Even though the garbage collector is doing its works out of the control of the developers, the less allocations are done, the less the GC will impact an application. So the main goal is to avoid writing code that allocates unnecessary objects or references them too long.

Finalizer and IDisposable usage

Let’s start with a hidden way to referencing an object: implementing a “finalizer”. In C#, you write a method whose name is the name of the class prefixed by ~. The compiler generates an override for the virtual Object.Finalize method. An instance of such a type is treated in a particular way by the Garbage Collector:

  • after it is allocated, a reference is kept in a Finalization internal queue.
  • after a collection, if it is no more referenced, this reference is moved into another fReachable internal queue and treated as a root until a dedicated thread calls its finalizer code.

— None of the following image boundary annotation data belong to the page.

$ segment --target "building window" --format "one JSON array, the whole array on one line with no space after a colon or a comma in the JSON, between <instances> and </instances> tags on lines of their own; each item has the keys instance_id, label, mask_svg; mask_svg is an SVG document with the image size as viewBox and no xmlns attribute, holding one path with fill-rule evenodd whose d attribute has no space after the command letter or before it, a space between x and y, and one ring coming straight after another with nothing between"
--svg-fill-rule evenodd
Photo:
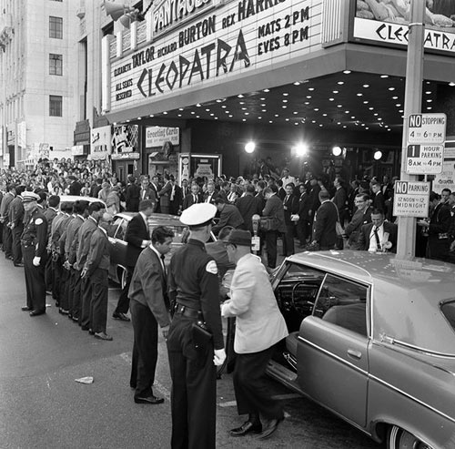
<instances>
[{"instance_id":1,"label":"building window","mask_svg":"<svg viewBox=\"0 0 455 449\"><path fill-rule=\"evenodd\" d=\"M54 39L63 39L63 18L49 17L49 37Z\"/></svg>"},{"instance_id":2,"label":"building window","mask_svg":"<svg viewBox=\"0 0 455 449\"><path fill-rule=\"evenodd\" d=\"M63 75L62 55L49 55L49 75Z\"/></svg>"},{"instance_id":3,"label":"building window","mask_svg":"<svg viewBox=\"0 0 455 449\"><path fill-rule=\"evenodd\" d=\"M49 116L62 117L63 97L59 95L49 96Z\"/></svg>"}]
</instances>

As Konrad Kokosa details in one of his free GC Internals video, instances of a type implementing a finalizer stay much longer in memory than needed; waiting for the next collection of the generation in which the previous collection left it (i.e. gen1 if it was in gen0 or even worse, gen2 if it was in gen1).

So the first question people are usually asking is: do you really need to implement a finalizer? Most of the time, the answer should be no. The code of a finalizer is responsible for cleaning up ONLY resources that are NOT managed. It usually means “stuff” received from COM interop or P/Invoke calls to native functions such as handles, native memory or memory allocated via Marshal helpers. If your class has IntPtr fields, it is a good sign that their lifetime finishes in a finalizer via Marsal helpers or P/Invoke cleanup calls. Look for SafeHandle-derived class if you need to manipulate kernel object handles instead of raw IntPtr and avoiding finalizers. So in 99.9% of the cases, you don’t need a finalizer.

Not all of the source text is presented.